NO WONDER HIS SPEECHES ARE SO ROUTINELY AWFUL:

The crafting of Obama's Cairo speech to world's Muslims: The president worked with dozens but put his own delicate touch onto a blunt address that would grab global attention -- and some criticism. (Christi Parsons, August 2, 2009, LA Times)


Soon, scores of experts and advocates were sending memos, polling data and letters in hopes of influencing the speech.

One by one, the experts got calls from Pradeep Ramamurthy, an FBI terrorism analyst detailed to the National Security Council. Diplomats came to meetings under fluorescent lights in the West Wing basement. Think-tank experts streamed into the Old Executive Office Building in groups of a dozen or so.

One group of activists sent a letter urging that human rights get prominent play; the signers were invited in to talk. "We urged them to use the word 'democracy,' " one said.

Other experts warned of pitfalls.

Talking about 9/11 would feed the theory widely believed in the Arab world that the U.S. had staged the attacks to justify military action against Islam. Decrying unequal treatment of women could bring charges of hypocrisy because of U.S. friendship with the likes of the Saudi royal family.

One especially emphatic warning came from a couple of Middle Eastern scholars. Beware of quoting the Koran, they said; the president might sound like he is pandering.

Worse, the complexities of Koranic interpretation might open Obama to ridicule by hostile clerics.

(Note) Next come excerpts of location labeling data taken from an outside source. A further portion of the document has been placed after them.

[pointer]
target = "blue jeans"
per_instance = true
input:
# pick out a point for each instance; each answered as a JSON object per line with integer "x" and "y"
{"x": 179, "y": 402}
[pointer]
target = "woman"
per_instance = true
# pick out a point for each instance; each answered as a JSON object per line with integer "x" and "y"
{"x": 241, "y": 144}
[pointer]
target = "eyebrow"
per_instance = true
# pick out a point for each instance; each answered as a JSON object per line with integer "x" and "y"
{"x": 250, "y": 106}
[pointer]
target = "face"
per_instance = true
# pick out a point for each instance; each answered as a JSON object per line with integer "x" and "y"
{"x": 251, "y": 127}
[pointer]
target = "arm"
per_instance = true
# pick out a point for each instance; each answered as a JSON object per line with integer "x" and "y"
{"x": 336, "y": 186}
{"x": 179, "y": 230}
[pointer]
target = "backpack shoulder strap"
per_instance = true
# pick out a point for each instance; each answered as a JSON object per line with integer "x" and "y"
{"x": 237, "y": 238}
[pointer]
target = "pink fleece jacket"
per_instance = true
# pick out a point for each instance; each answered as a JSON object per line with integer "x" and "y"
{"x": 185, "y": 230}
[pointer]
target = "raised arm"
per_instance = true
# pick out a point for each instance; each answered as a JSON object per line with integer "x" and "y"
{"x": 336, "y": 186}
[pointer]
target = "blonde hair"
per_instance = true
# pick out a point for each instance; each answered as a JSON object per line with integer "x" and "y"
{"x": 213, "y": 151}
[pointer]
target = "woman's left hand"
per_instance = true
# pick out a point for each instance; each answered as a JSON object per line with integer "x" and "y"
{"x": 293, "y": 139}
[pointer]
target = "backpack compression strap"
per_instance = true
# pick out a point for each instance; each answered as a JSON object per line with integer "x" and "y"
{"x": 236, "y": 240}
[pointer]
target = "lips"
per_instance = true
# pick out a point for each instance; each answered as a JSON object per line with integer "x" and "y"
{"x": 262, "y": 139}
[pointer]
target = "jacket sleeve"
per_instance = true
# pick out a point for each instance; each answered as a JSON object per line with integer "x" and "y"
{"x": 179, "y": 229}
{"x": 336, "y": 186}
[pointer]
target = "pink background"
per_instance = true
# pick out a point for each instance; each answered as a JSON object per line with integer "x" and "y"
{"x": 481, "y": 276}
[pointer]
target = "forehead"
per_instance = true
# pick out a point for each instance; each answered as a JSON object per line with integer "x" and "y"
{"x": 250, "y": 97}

Obama would "be playing on the turfs of the religious authorities," said one person who was present. "And then who are people going to believe -- the president of the United States, or the sheik?"

One member of the team would later refer to the group as "the Cairo cell." With the deadline at hand, they had a well-researched, meticulously vetted text. The State Department had blessed it. So had Axelrod and Emanuel.

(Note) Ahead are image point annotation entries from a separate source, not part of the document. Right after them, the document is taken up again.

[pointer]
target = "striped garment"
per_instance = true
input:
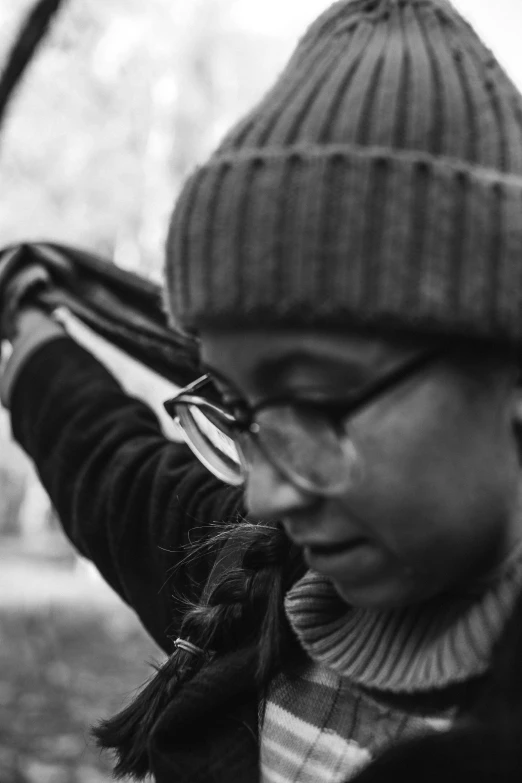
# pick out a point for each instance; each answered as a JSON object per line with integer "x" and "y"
{"x": 318, "y": 729}
{"x": 318, "y": 724}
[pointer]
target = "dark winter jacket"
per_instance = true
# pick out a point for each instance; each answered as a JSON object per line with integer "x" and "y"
{"x": 129, "y": 500}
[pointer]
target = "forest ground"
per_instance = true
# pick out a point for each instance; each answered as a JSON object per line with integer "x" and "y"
{"x": 70, "y": 654}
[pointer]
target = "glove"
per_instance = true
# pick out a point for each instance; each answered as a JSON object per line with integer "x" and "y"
{"x": 20, "y": 280}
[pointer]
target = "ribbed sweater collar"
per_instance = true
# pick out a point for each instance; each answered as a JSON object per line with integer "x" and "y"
{"x": 430, "y": 646}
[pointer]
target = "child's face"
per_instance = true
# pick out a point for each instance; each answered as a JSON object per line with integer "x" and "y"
{"x": 435, "y": 502}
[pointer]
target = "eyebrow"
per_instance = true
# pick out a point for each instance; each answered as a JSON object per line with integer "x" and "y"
{"x": 279, "y": 369}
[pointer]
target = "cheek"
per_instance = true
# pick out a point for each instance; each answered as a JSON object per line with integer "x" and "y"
{"x": 439, "y": 476}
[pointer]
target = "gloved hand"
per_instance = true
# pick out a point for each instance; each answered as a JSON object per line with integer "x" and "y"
{"x": 20, "y": 279}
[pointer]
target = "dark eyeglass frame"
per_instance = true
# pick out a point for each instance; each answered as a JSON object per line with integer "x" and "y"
{"x": 245, "y": 422}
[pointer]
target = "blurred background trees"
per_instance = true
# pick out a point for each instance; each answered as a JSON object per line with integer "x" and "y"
{"x": 123, "y": 99}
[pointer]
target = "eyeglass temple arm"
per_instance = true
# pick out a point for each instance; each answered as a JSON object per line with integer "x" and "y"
{"x": 196, "y": 385}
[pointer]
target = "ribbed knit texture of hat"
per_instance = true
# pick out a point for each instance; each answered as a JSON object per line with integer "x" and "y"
{"x": 379, "y": 182}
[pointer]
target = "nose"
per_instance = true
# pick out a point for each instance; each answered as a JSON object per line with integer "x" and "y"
{"x": 270, "y": 495}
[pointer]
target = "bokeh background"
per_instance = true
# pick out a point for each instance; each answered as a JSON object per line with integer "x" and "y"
{"x": 122, "y": 101}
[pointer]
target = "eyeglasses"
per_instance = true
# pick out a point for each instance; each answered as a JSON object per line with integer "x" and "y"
{"x": 305, "y": 441}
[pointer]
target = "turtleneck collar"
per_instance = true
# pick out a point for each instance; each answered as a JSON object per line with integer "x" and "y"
{"x": 445, "y": 641}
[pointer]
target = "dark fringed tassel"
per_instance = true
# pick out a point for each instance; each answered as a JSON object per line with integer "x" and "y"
{"x": 127, "y": 733}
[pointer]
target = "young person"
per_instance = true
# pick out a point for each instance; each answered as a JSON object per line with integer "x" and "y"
{"x": 350, "y": 260}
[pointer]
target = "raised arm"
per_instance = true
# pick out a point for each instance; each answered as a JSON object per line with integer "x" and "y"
{"x": 129, "y": 499}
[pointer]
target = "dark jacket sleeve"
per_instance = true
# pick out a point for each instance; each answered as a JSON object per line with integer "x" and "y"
{"x": 129, "y": 499}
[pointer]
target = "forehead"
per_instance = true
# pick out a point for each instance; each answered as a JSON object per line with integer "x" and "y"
{"x": 254, "y": 358}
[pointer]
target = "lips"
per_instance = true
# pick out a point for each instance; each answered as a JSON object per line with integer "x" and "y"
{"x": 326, "y": 550}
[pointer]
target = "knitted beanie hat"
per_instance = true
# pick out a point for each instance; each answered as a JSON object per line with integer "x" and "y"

Everything seemed on track -- until Obama announced his disappointment.

One attendee remembered something curious: At a certain point, Rhodes had stopped scribbling notes and just focused on the president's face.

Later, a friend bumped into the young speechwriter. "He looked relieved," the friend said, "even liberated."

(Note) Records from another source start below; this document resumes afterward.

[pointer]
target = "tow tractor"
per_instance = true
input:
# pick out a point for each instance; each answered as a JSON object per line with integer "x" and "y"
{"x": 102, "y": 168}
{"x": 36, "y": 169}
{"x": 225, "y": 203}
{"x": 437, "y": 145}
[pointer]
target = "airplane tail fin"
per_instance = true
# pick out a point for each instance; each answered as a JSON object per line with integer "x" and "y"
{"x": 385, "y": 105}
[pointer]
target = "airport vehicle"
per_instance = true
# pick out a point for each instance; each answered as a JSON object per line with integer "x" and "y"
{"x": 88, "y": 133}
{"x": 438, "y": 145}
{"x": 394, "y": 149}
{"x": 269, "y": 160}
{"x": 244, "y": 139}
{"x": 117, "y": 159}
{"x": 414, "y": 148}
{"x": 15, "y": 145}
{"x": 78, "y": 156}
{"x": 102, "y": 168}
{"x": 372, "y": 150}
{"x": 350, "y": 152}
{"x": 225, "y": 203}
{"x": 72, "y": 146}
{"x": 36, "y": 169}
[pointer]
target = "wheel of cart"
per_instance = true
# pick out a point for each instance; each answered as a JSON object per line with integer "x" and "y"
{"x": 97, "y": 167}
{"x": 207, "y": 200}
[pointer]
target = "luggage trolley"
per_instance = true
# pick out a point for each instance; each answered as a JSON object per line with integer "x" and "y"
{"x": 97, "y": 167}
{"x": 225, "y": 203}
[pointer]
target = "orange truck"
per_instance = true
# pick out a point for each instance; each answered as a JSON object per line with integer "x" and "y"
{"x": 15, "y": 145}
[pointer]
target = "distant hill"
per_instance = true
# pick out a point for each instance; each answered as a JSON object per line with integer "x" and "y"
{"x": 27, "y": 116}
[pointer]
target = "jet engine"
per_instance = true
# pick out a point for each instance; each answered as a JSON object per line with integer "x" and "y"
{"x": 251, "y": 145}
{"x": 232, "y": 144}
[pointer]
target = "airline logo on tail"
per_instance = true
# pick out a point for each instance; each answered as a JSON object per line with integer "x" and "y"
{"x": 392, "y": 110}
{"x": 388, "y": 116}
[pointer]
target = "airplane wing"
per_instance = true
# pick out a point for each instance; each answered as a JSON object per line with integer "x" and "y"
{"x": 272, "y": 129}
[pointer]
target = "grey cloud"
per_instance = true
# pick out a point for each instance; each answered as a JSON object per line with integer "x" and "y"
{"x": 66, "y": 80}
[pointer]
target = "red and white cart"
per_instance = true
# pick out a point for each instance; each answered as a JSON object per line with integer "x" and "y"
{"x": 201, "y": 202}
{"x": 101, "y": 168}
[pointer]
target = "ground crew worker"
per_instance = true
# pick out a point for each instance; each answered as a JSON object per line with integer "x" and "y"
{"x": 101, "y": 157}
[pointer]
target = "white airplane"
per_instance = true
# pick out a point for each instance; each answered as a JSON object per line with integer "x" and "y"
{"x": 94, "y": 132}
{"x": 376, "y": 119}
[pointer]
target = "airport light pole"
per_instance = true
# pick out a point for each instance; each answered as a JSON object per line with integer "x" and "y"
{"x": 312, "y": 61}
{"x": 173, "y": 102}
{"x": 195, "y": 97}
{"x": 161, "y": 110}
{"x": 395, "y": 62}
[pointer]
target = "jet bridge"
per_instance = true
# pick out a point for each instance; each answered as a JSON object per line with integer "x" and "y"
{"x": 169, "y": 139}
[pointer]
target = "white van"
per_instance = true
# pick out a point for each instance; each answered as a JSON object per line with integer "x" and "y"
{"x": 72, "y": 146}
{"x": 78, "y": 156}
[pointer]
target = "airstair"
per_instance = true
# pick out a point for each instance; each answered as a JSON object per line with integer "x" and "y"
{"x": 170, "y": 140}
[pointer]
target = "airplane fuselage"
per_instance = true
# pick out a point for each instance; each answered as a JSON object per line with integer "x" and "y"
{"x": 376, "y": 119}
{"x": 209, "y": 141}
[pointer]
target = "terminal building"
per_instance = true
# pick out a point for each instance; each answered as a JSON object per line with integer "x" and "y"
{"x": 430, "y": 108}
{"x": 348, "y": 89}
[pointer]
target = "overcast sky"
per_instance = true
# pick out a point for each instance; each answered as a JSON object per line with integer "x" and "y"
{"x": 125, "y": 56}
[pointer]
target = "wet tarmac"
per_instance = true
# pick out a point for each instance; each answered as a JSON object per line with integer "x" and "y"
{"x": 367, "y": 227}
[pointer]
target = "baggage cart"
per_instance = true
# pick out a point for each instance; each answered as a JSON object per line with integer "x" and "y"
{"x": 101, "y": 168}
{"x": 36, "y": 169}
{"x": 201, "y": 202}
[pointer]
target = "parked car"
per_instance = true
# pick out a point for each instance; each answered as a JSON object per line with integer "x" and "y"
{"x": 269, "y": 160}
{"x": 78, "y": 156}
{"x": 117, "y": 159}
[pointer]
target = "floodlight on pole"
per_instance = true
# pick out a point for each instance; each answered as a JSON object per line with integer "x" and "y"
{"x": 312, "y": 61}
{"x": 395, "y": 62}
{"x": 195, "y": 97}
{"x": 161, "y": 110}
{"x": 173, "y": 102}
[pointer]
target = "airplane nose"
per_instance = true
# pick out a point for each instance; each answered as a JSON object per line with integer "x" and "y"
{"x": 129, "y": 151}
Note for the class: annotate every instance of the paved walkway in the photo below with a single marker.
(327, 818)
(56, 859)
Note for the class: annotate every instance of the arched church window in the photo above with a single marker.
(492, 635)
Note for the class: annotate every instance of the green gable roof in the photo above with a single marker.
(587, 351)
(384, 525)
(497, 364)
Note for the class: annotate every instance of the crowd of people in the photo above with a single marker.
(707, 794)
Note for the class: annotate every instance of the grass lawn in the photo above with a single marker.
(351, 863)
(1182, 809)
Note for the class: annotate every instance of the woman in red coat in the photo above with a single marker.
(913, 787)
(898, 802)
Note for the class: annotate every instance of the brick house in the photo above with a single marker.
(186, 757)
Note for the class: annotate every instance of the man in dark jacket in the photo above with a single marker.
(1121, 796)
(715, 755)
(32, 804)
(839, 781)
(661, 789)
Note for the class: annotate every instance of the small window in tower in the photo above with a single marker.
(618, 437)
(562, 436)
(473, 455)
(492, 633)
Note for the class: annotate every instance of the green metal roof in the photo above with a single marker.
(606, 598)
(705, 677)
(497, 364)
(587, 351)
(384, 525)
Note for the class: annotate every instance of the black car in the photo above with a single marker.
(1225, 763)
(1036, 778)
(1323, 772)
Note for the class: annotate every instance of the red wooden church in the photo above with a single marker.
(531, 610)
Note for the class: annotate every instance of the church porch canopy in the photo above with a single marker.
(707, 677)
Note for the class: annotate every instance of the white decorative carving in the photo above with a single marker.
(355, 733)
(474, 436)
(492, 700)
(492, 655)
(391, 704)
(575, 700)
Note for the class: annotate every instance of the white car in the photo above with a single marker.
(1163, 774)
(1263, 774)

So many voices had been urging caution that, as one team member described it, "we were putting the brakes on ourselves." Freed from those inhibitions, they tackled Obama's detailed edits. Some were line changes. Others, mostly on the backs of pages, were exact text to insert.

The structure itself changed. Instead of flowing prose, they made it read more like a list, with topics dealt with in bullet form -- violent extremism, nuclear disarmament, religious freedom.

That changed the message. It put women's rights on par with the speech's other main points, instead of making it a "throwaway line in the passage about democracy," as one staffer put it.

Democracy got its own bullet point for emphasis.


He thinks turning them into PowerPoint presentations improves them? Democracy isn't a bullet point--it is the entire point.